A: How many of our favorite interactional tactics actually align with our agreement to make life easier for each other wherever possible? (You have made this agreement right?). Couples’ agreements must show up at the surface of the interaction. There are lots of interactional habits that don’t obviously connect to larger pro-relational goals. Rolling your eyes, ostentatious sighing or leading with accusation are obvious examples, unless you’ve agreed to piss each other off. But interlocking bad habits, one riding on the other, drawing out the next one, are bigger trouble.

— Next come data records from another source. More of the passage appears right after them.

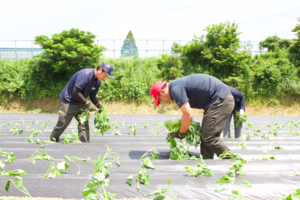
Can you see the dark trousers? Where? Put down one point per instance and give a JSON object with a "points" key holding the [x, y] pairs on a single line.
{"points": [[66, 114], [213, 123]]}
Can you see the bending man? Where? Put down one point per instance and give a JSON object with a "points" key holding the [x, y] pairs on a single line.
{"points": [[239, 107], [202, 92], [73, 99]]}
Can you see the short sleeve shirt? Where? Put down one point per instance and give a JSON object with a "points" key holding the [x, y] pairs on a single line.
{"points": [[200, 90], [85, 81]]}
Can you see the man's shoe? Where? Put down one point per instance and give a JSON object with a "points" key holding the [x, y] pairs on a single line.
{"points": [[176, 135]]}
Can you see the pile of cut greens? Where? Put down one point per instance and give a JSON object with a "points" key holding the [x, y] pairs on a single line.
{"points": [[193, 134]]}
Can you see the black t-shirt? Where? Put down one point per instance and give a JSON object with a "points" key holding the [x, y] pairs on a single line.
{"points": [[200, 90], [83, 80]]}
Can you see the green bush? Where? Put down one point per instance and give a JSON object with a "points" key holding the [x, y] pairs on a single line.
{"points": [[274, 75], [133, 79], [274, 43], [170, 67], [217, 53], [63, 55], [295, 47]]}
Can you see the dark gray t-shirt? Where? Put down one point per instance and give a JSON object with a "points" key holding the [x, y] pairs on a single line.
{"points": [[84, 80], [200, 90]]}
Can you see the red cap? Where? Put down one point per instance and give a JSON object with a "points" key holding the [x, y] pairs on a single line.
{"points": [[155, 88]]}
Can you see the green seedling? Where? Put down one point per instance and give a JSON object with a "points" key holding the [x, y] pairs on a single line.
{"points": [[18, 183], [155, 132], [15, 129], [294, 196], [17, 172], [68, 138], [145, 125], [132, 130], [264, 136], [249, 125], [57, 170], [271, 158], [159, 124], [35, 122], [100, 179], [201, 169], [278, 147], [84, 116], [151, 154], [39, 156], [241, 118], [142, 177], [161, 193], [10, 157], [116, 132], [101, 122], [45, 124], [75, 158], [114, 125], [193, 134], [180, 151], [238, 165], [296, 173]]}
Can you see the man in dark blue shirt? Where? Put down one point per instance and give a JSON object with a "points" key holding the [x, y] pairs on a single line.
{"points": [[203, 92], [73, 99], [239, 107]]}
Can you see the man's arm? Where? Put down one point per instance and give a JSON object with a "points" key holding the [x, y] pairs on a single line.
{"points": [[186, 118], [76, 92]]}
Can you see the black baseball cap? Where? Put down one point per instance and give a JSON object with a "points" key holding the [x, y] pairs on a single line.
{"points": [[108, 69]]}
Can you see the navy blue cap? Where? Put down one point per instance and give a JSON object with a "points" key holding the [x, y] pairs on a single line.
{"points": [[108, 69]]}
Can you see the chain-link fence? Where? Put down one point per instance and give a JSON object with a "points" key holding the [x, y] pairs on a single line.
{"points": [[18, 49]]}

I think I hear in your question, Nora, an interlocking bad habit I call the double or nothing. For illustration I’ll imagine you two sitting at breakfast, talking over what to do today, Saturday, your day off.

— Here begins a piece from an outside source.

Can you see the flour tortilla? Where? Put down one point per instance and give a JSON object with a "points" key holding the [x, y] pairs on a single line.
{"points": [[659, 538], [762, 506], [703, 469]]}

You arrive at something that works for both of you, though not without some stress. In fact, along the way, let’s say Sam, in a difficult moment, has called last weekend a fiasco, a weekend that Nora had planned and enjoyed. This is a bad move by Sam—after all, you’re talking about this weekend, not last— but Nora seems able to ignore it at the moment—a good move! So they are able to agree on a plan for today. Success! However, that done, barely pausing a single beat, here’s Nora: “so why did you call last weekend a fiasco?” Sam now defends fiasco, again at Nora’s expense, which Nora will take issue with. And in the process, more damaging things will be said. This unnecessary fight over last week is the interaction they’ll remember, instead of the success they had had just before it. They tried the double-or-nothing and both lost.
Yet neither seemed to be able to stop, as if they’re caught in an undertow. Which they are. The undertow Sam & Nora are caught in is an expectation built up over much experience, that they need to vigilantly guard against criticism or blame, because their partner won't. Nora feels a bit of discomfort at "fiasco", and sees relieving it as both their jobs, so she tries to recruit Sam to do it with her. Of course it's true that as you and Sam do better, Nora, you will both be willing to own the things you say that cause discomfort. And right away! But right now, you two need the win and the best thing is to focus on keeping it.
To stop falling into the double-and-nothing, and thus start to free yourself from the undertow, first agree that making things easier for each other is important to you both. Then agree to:
• Focus on one thing at a time, and stop as soon as you are successful. Stop!
• Mark the success somehow—fist-bumps are good markers, for instance.
• Talk about something else. Do not revisit minor slights here and now. If it still bothers you later, feel free to pick it up then Nora, e.g. " you know, I'm nursing some hurt feelings about last weekend being a fiasco, was it really?" might be a way in.
Be vigilant here, for a while, eyes on the prize, relax once the first success is in the bag. This vigilance is not walking on eggshells, it’s training yourselves to be more sensitive to what feeds the undertow, because you’ve agreed to amplify what makes life easy and reduce what makes life hard. A joint effort here will pay off. The agreement you've made to make life easier makes you wonder, rightly, how to pursue it? It turns out you can pursue it by replacing interactional bad habits with better ones. This advice isfor couples like Sam & Nora who are experiencing the massive undertow Nora describes above. Couples with less of an undertow, and Nora and Sam in the future, should be able to address minor slights right away, simply and easily.